« Cette fois, les pays d’Europe du Nord pourraient être plus touchés »

Pablo Manzano, vice-présidents FIG chez DBRS
Comment les banques européennes ont-elles géré jusqu’à présent leurs créances douteuses (NPL) ?
Arnaud Journois - Il est intéressant de constater que chaque pays a développé ses propres solutions. L’Espagne a créé une structure de défaisance en 2012 – la Sareb – pour prendre en charge les créances douteuses de la crise immobilière. En Italie, le développement a été plus lent et a finalement abouti à la création du dispositif GACS, dont s’est inspirée
la Grèce pour mettre en œuvre le Hercules Asset Protection Scheme.
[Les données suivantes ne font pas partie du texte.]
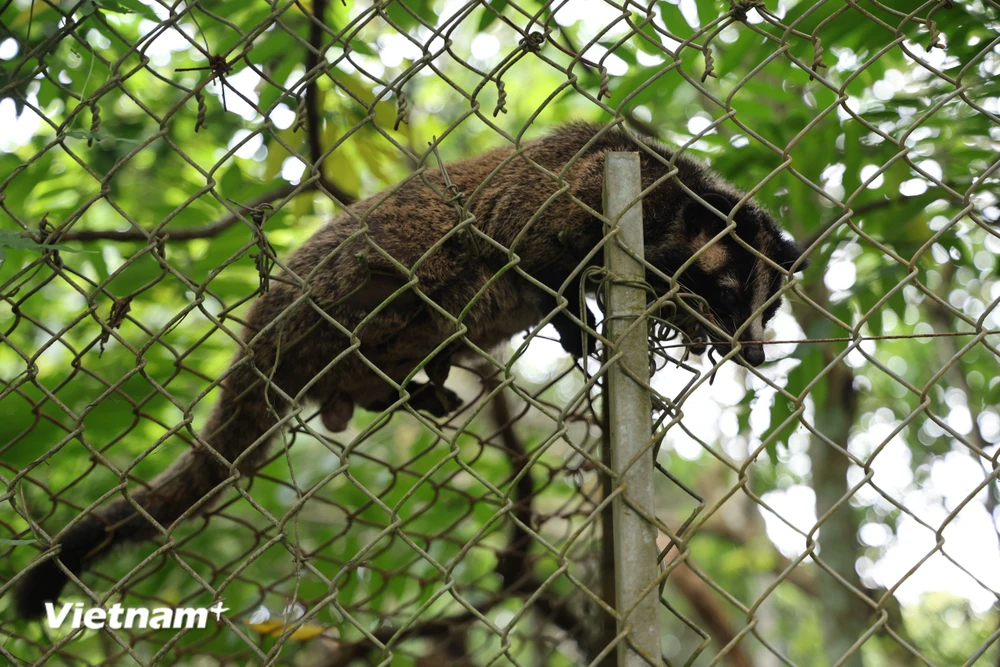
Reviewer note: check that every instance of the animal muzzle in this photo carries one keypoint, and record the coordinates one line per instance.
(752, 354)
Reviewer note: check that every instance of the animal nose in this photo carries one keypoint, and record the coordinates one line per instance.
(753, 353)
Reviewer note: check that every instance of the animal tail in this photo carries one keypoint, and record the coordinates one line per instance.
(240, 427)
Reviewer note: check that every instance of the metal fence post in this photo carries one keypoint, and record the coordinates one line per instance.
(630, 418)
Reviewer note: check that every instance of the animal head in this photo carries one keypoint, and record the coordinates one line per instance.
(729, 272)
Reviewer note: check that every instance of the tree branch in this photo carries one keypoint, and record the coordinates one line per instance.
(184, 234)
(313, 120)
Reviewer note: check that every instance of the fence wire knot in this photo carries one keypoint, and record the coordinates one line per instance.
(533, 41)
(740, 8)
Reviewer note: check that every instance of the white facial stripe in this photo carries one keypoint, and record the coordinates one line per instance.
(761, 281)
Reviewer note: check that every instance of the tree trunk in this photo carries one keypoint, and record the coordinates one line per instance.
(845, 616)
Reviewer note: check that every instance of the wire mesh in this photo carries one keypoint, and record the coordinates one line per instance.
(167, 158)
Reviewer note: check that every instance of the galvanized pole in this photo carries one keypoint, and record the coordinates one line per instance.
(630, 418)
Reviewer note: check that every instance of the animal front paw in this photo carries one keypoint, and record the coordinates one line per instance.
(437, 400)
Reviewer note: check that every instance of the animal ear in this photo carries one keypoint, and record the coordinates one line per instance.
(698, 218)
(788, 254)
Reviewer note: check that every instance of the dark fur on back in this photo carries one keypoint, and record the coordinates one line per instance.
(290, 341)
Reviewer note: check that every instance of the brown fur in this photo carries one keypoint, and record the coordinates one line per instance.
(316, 335)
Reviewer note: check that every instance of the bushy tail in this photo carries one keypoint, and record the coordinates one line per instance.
(239, 420)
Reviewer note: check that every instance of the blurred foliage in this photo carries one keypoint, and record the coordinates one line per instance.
(108, 97)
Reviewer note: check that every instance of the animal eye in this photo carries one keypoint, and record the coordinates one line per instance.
(729, 300)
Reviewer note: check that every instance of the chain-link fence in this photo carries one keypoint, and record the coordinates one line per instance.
(162, 162)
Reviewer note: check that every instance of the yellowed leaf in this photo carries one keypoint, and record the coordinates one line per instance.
(276, 628)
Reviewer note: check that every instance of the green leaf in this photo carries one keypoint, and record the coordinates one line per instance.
(128, 7)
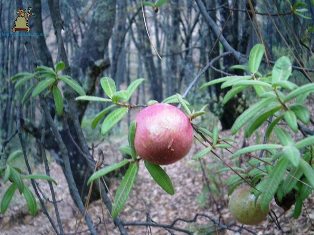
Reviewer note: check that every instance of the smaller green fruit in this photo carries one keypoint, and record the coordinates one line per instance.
(244, 207)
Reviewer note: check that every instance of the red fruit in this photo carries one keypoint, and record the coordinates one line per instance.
(164, 134)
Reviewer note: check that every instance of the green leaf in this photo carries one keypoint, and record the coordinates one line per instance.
(233, 80)
(112, 119)
(260, 119)
(133, 86)
(184, 105)
(14, 155)
(174, 100)
(73, 84)
(30, 201)
(120, 95)
(101, 115)
(7, 197)
(215, 135)
(305, 89)
(282, 69)
(102, 172)
(42, 85)
(308, 171)
(202, 153)
(248, 83)
(23, 80)
(249, 113)
(285, 84)
(292, 154)
(40, 177)
(108, 85)
(60, 66)
(131, 136)
(124, 189)
(270, 184)
(305, 142)
(57, 96)
(255, 148)
(233, 92)
(16, 178)
(301, 112)
(92, 98)
(22, 75)
(255, 57)
(291, 120)
(160, 177)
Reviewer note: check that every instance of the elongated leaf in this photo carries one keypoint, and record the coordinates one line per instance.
(258, 120)
(249, 113)
(173, 100)
(282, 69)
(30, 201)
(202, 153)
(23, 80)
(16, 178)
(73, 84)
(60, 66)
(124, 189)
(40, 177)
(92, 98)
(255, 148)
(308, 171)
(285, 84)
(160, 177)
(42, 85)
(255, 57)
(249, 83)
(7, 197)
(57, 96)
(101, 115)
(133, 86)
(292, 154)
(305, 142)
(235, 80)
(102, 172)
(291, 120)
(232, 93)
(108, 85)
(112, 119)
(270, 184)
(301, 112)
(305, 89)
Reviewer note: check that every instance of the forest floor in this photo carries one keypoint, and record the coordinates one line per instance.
(148, 202)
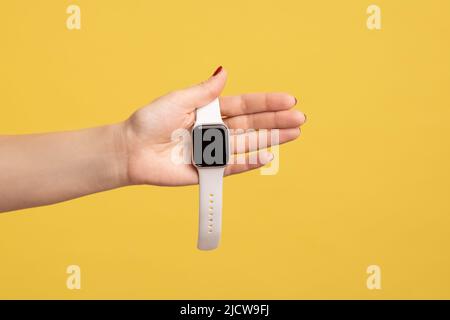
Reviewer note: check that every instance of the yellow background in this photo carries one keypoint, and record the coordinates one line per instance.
(367, 183)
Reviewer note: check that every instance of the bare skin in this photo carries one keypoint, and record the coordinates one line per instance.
(42, 169)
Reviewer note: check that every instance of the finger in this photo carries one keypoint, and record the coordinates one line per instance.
(203, 93)
(252, 161)
(267, 120)
(255, 102)
(261, 139)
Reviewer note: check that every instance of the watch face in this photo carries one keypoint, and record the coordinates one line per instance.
(210, 144)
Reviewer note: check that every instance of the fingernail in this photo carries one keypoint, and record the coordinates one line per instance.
(266, 157)
(217, 71)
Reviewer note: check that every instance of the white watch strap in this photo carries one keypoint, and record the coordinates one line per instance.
(210, 217)
(211, 182)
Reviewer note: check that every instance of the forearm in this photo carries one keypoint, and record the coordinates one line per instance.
(47, 168)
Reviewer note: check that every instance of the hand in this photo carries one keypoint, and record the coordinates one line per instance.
(148, 131)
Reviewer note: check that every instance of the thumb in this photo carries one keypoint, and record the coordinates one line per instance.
(204, 92)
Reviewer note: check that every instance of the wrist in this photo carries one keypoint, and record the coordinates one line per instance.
(119, 163)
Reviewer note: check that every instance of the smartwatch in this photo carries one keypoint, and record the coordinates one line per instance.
(210, 155)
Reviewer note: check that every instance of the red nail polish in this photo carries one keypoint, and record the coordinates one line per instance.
(217, 71)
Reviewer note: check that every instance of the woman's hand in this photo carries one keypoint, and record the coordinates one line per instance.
(41, 169)
(148, 132)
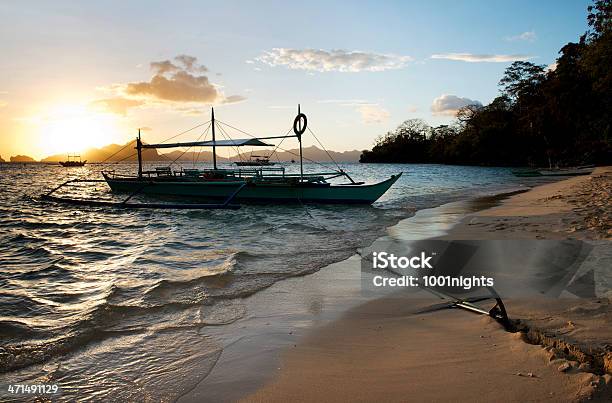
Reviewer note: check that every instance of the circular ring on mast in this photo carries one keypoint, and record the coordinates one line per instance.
(299, 124)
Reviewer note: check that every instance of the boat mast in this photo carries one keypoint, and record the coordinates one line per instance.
(300, 140)
(139, 150)
(212, 119)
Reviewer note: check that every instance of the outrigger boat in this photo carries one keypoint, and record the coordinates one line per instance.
(570, 171)
(230, 186)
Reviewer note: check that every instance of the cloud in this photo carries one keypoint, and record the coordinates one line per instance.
(472, 58)
(175, 82)
(373, 114)
(449, 105)
(180, 86)
(332, 60)
(528, 36)
(345, 102)
(118, 105)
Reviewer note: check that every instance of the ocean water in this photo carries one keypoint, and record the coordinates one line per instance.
(109, 302)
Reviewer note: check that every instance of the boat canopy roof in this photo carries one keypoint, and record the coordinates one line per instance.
(217, 143)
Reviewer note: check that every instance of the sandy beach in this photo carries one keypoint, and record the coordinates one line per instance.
(380, 350)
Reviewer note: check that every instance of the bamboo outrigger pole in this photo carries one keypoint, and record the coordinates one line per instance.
(139, 150)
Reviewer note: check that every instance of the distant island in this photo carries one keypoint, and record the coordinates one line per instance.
(22, 158)
(556, 115)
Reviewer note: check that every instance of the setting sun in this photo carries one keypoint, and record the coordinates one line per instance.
(74, 128)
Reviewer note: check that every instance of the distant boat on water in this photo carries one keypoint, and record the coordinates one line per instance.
(570, 171)
(73, 162)
(256, 161)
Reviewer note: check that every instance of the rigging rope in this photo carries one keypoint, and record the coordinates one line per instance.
(287, 151)
(188, 148)
(324, 149)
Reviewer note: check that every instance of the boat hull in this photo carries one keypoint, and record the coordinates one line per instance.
(256, 192)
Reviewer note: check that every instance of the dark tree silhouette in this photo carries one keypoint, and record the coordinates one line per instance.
(557, 116)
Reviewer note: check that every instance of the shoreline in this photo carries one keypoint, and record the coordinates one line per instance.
(333, 290)
(310, 358)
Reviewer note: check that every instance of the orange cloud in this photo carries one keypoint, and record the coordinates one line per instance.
(176, 81)
(117, 105)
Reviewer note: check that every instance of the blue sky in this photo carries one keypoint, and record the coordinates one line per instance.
(69, 56)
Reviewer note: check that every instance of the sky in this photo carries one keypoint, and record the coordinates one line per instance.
(79, 74)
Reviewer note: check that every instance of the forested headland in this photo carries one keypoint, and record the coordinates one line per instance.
(543, 116)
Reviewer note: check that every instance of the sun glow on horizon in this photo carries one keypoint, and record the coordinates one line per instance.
(75, 128)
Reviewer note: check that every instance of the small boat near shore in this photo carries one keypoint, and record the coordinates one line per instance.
(73, 162)
(569, 171)
(226, 187)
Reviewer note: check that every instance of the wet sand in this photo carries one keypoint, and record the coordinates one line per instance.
(380, 350)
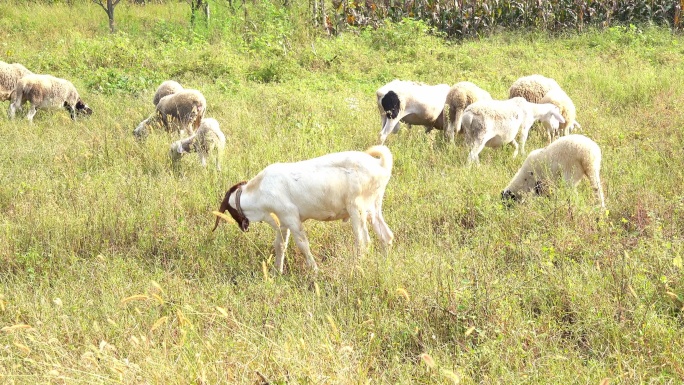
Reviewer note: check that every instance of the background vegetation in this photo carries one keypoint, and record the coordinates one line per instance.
(110, 273)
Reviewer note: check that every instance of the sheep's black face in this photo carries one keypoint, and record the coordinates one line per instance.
(390, 104)
(83, 108)
(508, 198)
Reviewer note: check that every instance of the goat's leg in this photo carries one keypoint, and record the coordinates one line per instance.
(515, 146)
(303, 244)
(280, 244)
(359, 225)
(380, 226)
(475, 150)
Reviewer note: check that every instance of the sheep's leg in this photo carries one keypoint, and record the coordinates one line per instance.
(515, 146)
(475, 150)
(12, 111)
(595, 180)
(72, 111)
(31, 113)
(280, 244)
(523, 137)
En France, la question des NPL n’a jamais été cruciale. Au plus fort de la crise financière, le taux de NPL était de 5 % à 6 %. Il est aujourd’hui à 1,9 %. A aucun moment, le système français n’a subi de pression pour réaliser un deleveraging massif. Indépendamment des dispositifs utilisés, l’ensemble de ces systèmes bancaires nationaux sont parvenus à leur rythme à réduire les NPL dans leurs bilans.
Sur quoi repose l’évolution de ces prêts ?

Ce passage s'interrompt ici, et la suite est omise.